Fim de tarde, hora de dar um passeio de Bateau. Percorremos os principais canais da cidade, sendo que as atrações eram narradas em três línguas. Entre um canal e outro percebi que havia patos e cisnes nas águas, o que dava um toque engraçado nesse passeio. Então foi distribuído aos presentes latinhas de cerveja Heineken, pois é lá a fábrica dessa cerveja consumida no mundo todo. É possível visitar a fábrica e degustar à vontade, mas há filas intermináveis. Bom, cerveja de graça... Achei interessante que em Amsterdam uma latinha custa o dobro de uma no Brasil. Dá pra entender?
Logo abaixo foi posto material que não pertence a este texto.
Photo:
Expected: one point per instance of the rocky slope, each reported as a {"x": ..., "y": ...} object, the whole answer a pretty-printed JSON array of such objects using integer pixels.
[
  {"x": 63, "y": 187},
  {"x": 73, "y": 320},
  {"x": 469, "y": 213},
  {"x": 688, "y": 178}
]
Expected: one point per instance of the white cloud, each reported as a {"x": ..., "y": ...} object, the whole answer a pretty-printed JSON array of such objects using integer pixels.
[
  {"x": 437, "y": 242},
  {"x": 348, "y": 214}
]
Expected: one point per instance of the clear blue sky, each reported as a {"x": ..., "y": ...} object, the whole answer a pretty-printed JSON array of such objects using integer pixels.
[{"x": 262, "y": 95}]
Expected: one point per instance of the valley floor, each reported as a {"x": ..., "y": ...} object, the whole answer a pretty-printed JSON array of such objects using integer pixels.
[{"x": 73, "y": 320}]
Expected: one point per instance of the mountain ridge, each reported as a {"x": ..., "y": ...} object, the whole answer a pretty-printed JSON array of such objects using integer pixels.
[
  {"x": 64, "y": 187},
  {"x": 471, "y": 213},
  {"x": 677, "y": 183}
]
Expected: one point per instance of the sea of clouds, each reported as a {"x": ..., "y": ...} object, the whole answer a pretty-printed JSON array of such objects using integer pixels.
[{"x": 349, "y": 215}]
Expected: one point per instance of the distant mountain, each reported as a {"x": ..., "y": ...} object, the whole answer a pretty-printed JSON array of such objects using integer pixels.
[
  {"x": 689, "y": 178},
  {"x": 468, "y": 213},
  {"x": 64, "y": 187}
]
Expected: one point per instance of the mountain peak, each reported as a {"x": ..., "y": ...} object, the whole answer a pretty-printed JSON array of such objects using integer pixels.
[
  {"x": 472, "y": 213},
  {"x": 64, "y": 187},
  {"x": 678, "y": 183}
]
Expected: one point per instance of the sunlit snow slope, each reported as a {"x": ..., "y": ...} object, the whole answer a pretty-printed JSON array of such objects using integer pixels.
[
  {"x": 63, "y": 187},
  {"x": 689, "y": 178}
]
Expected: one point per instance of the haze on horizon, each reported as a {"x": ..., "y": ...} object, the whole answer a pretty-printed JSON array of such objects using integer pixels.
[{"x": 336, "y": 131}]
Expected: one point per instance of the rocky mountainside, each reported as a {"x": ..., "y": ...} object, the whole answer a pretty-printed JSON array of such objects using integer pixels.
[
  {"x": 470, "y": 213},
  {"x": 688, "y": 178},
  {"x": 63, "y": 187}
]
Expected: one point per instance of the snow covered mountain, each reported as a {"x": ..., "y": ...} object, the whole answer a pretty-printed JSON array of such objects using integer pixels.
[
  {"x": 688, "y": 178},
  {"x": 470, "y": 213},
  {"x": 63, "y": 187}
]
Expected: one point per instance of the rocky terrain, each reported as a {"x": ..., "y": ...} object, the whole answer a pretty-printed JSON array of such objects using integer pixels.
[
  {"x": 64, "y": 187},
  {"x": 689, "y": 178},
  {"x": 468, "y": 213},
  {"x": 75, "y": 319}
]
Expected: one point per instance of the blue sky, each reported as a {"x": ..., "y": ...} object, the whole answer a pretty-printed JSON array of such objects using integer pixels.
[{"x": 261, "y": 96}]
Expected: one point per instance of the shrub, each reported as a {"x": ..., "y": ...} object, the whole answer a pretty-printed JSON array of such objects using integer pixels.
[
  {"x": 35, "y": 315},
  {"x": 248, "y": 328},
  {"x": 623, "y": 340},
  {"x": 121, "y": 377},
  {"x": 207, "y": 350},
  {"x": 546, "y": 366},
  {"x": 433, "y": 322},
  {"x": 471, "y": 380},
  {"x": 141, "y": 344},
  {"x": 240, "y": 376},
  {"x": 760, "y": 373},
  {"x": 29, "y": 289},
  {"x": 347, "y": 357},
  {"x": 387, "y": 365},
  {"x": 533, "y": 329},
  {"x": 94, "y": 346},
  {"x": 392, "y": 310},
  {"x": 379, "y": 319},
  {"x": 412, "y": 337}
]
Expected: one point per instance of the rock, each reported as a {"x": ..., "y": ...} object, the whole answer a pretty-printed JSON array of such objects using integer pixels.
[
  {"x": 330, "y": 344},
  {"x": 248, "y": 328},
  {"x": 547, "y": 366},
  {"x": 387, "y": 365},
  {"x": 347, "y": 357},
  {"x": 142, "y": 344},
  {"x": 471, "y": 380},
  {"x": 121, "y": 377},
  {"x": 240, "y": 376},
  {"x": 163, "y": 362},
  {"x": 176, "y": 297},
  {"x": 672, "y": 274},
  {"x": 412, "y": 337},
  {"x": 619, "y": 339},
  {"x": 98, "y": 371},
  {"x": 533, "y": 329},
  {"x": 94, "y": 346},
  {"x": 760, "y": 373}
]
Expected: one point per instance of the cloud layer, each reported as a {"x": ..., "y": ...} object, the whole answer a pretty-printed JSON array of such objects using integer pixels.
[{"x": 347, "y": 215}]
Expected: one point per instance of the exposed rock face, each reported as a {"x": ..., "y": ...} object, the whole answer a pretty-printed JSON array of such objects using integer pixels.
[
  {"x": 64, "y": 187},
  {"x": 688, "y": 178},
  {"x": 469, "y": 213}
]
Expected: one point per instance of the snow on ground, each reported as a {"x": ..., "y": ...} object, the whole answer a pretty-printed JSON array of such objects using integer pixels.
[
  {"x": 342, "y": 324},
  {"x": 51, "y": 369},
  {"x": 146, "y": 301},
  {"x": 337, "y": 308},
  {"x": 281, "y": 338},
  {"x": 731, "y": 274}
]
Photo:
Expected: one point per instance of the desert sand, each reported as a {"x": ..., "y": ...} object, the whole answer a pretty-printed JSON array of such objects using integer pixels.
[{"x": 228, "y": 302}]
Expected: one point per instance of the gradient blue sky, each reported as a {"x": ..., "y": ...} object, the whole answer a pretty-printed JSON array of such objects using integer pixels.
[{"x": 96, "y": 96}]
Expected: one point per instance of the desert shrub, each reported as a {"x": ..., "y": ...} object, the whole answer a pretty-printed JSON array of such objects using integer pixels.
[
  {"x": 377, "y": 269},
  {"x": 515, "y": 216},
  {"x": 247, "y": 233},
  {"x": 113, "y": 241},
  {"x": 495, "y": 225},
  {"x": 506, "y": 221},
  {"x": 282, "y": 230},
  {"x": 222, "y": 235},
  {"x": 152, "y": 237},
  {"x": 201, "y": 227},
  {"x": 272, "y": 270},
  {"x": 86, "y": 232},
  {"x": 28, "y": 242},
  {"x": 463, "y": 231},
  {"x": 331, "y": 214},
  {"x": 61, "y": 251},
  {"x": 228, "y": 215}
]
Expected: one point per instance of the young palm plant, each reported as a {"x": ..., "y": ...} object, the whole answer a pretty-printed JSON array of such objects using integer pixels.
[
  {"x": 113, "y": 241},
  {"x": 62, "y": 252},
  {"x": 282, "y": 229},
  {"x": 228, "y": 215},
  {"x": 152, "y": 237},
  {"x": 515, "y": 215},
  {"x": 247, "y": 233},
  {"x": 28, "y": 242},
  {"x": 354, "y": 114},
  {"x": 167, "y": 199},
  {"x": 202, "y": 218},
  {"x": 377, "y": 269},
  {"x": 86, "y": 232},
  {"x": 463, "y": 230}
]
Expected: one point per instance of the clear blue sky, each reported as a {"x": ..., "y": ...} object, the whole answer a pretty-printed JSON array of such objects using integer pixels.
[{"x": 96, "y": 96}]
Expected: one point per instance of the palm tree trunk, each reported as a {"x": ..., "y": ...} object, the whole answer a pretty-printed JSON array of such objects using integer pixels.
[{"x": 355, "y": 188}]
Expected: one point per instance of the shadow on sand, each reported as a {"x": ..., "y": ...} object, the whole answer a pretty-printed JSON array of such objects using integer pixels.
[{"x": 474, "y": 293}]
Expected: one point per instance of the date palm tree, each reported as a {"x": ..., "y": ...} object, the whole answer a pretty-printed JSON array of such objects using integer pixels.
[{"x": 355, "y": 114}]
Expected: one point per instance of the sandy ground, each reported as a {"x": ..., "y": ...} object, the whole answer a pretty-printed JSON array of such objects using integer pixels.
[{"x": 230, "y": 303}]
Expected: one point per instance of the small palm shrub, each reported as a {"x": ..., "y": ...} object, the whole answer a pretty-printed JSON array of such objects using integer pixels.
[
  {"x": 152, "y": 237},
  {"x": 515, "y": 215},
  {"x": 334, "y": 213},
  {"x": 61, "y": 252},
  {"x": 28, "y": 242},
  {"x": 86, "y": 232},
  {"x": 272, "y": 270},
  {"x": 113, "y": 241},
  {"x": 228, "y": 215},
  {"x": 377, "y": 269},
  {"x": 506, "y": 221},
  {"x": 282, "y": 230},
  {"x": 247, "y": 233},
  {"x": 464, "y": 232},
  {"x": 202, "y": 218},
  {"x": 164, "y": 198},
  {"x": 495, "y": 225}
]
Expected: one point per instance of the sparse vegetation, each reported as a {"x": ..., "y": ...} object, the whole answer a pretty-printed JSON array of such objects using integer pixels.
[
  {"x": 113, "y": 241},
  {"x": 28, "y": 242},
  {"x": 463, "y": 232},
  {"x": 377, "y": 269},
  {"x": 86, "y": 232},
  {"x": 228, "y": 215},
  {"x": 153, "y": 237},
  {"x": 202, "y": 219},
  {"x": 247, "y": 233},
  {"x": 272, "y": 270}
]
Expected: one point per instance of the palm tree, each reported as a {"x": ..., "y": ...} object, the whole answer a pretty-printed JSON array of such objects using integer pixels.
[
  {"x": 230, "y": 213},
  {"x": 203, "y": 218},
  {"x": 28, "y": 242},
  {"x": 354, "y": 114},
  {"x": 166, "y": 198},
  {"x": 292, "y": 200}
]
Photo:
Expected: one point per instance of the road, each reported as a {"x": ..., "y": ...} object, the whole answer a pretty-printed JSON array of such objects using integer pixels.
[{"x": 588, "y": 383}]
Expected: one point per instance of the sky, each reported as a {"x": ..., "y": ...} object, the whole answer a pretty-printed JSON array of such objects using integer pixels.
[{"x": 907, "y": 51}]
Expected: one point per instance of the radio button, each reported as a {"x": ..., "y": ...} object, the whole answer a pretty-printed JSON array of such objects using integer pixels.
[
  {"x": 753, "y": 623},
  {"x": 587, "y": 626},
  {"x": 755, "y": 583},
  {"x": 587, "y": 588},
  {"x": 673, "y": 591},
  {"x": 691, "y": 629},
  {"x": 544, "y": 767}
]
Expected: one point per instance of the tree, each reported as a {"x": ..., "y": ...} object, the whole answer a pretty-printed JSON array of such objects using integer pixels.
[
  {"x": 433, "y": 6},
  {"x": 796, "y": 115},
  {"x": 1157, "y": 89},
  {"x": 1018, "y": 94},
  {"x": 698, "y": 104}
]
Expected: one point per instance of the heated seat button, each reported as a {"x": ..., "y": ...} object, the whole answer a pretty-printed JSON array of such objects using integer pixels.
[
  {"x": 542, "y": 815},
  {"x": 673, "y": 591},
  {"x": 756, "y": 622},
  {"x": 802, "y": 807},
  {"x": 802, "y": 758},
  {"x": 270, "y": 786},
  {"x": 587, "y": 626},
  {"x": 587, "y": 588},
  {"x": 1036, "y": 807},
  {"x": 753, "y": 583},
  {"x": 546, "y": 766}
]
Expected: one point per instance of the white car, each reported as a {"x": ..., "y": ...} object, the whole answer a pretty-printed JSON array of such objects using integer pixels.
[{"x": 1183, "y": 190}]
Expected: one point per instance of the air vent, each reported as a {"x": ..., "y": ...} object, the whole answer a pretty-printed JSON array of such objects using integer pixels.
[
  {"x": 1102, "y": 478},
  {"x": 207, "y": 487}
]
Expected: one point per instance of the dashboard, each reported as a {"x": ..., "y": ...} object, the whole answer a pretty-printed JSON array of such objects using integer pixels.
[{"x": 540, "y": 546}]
Depois de ir até o moderno e gigantesco aeroporto internacional de Schippol para 're-reconfirmar' minha passagem para o Brasil, voltei ao centro e dei um giro pela noite, onde provei um pouco de cerveja num Pub. Lá quanto mais antigos os pubs, quanto mais velha e gasta a mobília, mais é procurado pelos freqüentadores que saem à noite. Há também muitos bares temáticos, para todos os gostos. Queria ver algum filme mas todos os cinemas que encontrei mostravam filmes pornôs. Coisas de Amsterdam.
Último dia. Deu tempo de conhecer o museu de Anne Frank, a casa em que essa menina judia escondia-se com a família, perseguida pelos nazistas e escreveu o famoso "Diário de Anne Frank". Em seguida uma aventura que fechou com chave de alumínio essa aventura. Aluguei uma bicicleta e fui conhecer o Vondelpark. Andar de bicicleta pela cidade é uma boa dica para conhecer tudo, mas deve-se ficar atento e permanecer na via dos ciclistas.
O parque. Esse parque é um pedaço de paraíso, cheio de fontes, lagos, esculturas e até legítimas vacas holandesas. Mesmo de bicicleta levei cerca de uma hora para contorná-lo e é onde as famílias reúnem-se aos finais de semana para piqueniques e banhos de sol. Um pequeno Éden. Na volta ainda visitei o mercado de pulgas, onde havia todo tipo de quinquilharias e bugigangas. Passei também pelo mercado de flores, onde não havia tulipas pois estávamos no outono. Ali perto vi muitas lojas de diamantes, coisa comum por lá.
E assim me despedi dessa cidade linda, louca, diferente, histórica, histérica, libidinosa, escandalosa e talvez por isso tudo, deslumbrante.